What do happy families share? These seven things to begin with…
A recent study spanning across seven countries and conducted by Fisher-Price confirmed that the one thing that most mums wish for their children is happiness. Seeing our children sad, frustrated, depressed or anxious is difficult to say the least. And while there is no magic ingredient we can feed our children to ensure they are constantly happy, according to The Secrets of Happy Families, New York Times bestselling author Bruce Feiler, there seems to be a few trends in what happy families have in common.
Happy families have…a family mission statement
We create goals for ourselves on a regular basis – fitness goals, work goals, personal goals. So why not do the same with your family? Create a family mission statement that helps define the values that matter the most to everyone.
Happy families try… to find daily quality time
For most families, dinner time is quality family time. If you or your partner works nights or shift work, then dinner may not be suited to you but try and make sure you have at least a half an hour every day to spend time together without any distractions. No television. No mobile phones. No iPads.
Happy families have… an understanding of the past
Knowing your family history can bring pride and understanding to your children. It can help get them interested in history and give them a better understanding of where they have come from and what that means.
Happy families have . an equal say
Everyone in the household should be created equal.

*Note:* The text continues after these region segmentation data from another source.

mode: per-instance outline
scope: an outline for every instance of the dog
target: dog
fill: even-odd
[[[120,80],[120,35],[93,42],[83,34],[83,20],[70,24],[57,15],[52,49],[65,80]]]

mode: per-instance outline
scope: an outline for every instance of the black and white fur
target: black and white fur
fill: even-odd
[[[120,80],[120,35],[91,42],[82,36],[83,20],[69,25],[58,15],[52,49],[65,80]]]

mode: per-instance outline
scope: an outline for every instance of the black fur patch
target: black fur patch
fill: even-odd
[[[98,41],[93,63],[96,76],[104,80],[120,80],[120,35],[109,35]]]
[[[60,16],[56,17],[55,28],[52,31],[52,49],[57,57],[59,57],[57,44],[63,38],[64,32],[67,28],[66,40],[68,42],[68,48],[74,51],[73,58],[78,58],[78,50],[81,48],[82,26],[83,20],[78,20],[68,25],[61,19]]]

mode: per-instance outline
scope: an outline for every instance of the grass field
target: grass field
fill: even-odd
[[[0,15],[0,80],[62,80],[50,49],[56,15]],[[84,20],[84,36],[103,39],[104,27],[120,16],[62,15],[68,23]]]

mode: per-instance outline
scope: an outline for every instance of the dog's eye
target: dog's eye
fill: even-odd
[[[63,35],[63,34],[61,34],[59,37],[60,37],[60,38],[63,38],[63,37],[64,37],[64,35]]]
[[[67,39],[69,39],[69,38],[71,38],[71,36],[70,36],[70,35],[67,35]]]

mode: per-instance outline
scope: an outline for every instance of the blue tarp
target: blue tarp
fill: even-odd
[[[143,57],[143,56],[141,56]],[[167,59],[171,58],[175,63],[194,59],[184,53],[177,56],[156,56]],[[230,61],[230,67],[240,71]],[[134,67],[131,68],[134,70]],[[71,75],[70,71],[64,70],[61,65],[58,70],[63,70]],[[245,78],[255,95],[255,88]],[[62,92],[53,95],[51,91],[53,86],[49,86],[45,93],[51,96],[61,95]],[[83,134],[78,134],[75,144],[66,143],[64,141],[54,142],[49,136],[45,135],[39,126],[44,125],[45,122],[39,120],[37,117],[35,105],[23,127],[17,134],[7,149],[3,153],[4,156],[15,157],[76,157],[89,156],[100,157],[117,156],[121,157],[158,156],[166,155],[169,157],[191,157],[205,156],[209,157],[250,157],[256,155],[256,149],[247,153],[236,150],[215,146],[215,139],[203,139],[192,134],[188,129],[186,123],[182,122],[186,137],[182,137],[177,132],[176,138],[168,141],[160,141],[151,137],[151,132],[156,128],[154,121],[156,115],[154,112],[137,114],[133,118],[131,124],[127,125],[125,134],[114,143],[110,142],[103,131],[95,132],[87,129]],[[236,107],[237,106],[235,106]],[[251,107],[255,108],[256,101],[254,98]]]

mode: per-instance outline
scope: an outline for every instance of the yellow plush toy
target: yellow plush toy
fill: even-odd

Sure, you’re the boss and you make the rules about what’s for dinner and when it’s bedtime but your children should always feel like they have a right to express their thoughts, feelings and opinions.
Happy families aim for… a weekly meeting
Set up twenty minutes a week to have a family meeting. Talk about the highlights and lowlights of the week before and what’s on the agenda for the week ahead. Talk about goals you want to meet and if you happen to meet these goals, then perhaps offer a family reward.
Happy families know…the right way to fight
Arguing is perfectly normal and natural, especially if everyone feels comfortable enough to voice their opinion and express their feelings. No one is going to agree with each other all the time but, turns out, there is a right way and a wrong day to fight.
Bruce Feiler suggests that when things start to get heated, separate everybody for a bit of a breather. Ask everyone to come up with three options to the solution to the problem and then bring everyone back together to discuss the decision moving forward.
Happy families… play together
There is nothing more important than having fun together, as a family. Try to schedule a family fun afternoon once a week (or once a month) where you get out of the house together. Go the beach. Go to a park. Go for a hike or simply jump in the car and explore a new area where you have never been before.
Relationships are hard work and even the strongest families have good and bad days. There will be times when you feel so overwhelmed with love for your partner and your children and other times when you will be on the verge of throwing a shoe at their heads (probably a dirty shoe that the kids were supposed to pick up off the floor and put away).
Lead by example and try to ensure you are as happy as you can be. Eliminate the things in your life, from friendships to unhealthy habits that could be making things toxic for you.